Epilepsy is a condition or a group of conditions in which abnormal neuronal discharge causes transient disturbance of cerebral function and recurrent seizures. However, the mechanisms that underlie the pathogenesis of epilepsy are unclear. Some studies have shown that repeated axonal discharge causes abnormal synaptic reorganization and neuronal loss (Armstrong 2005), which may have an important role in the pathology and physiology of refractory epilepsy.
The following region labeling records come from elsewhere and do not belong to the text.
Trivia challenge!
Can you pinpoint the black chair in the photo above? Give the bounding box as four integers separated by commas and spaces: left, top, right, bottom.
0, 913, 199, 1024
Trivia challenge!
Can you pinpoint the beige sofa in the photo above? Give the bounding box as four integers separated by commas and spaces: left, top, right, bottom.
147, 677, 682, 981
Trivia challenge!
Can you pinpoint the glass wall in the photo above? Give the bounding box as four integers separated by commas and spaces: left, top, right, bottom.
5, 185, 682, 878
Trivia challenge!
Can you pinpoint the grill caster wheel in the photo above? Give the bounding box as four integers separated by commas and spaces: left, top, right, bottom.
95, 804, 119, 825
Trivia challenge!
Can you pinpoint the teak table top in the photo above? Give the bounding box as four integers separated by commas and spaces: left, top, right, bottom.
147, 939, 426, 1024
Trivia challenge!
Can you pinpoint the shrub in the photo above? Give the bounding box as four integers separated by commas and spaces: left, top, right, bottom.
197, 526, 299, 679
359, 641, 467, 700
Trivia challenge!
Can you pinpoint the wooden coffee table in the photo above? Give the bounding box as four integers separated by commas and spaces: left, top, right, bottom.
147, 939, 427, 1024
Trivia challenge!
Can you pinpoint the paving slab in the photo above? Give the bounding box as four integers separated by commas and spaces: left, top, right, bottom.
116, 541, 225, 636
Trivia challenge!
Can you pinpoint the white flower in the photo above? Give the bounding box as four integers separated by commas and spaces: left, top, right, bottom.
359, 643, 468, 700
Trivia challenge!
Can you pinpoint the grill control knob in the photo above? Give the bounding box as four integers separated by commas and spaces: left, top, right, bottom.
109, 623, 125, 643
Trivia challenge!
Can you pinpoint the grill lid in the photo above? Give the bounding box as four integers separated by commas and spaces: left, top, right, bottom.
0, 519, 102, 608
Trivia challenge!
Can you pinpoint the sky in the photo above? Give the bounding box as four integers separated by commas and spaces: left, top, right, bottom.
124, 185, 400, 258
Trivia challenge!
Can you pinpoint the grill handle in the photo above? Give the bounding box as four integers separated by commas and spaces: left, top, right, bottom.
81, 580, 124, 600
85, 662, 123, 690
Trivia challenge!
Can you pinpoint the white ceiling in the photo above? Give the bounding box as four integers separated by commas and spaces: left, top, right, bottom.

In addition, seizures induce synaptic reorganization in hippocampal and cortical pathways. This reorganization is generally believed to be a result of the seizures, rather than an event that induces seizures (Frotscher et al. 2006; Sutula and Dudek 2007). RhoA is part of a larger family of related proteins known as the Ras superfamily; proteins involved in the regulation and timing of cell division. Activation of RhoA may affect neurite outgrowth and lead to the formation of new synaptic connections. This aberrant synaptogenesis generates recurrent excitatory circuits that affect brain function (Negishi and Katoh 2002; Rubenstein et al. 2007). Two Rho kinase (ROCK) inhibitors, Y-27632 and fasudil, diminish the onset of myoclonic jerks, clonic convulsions, and tonic hindlimb extensions in an animal model of kindling induced by pentylenetetrazol (Narumiya et al. 2000; Inan and Buyukafsar 2008). Furthermore, our recent gene chip study on brain tissue from patients with intractable epilepsy (IE) showed that RhoA mRNA is highly expressed in the central nervous system (CNS) of adult patients (Liu et al. 2007; Xiao et al. 2008). These data suggest that RhoA is involved in epileptogenesis and that the small guanosine triphosphatase RhoA could be a new treatment target.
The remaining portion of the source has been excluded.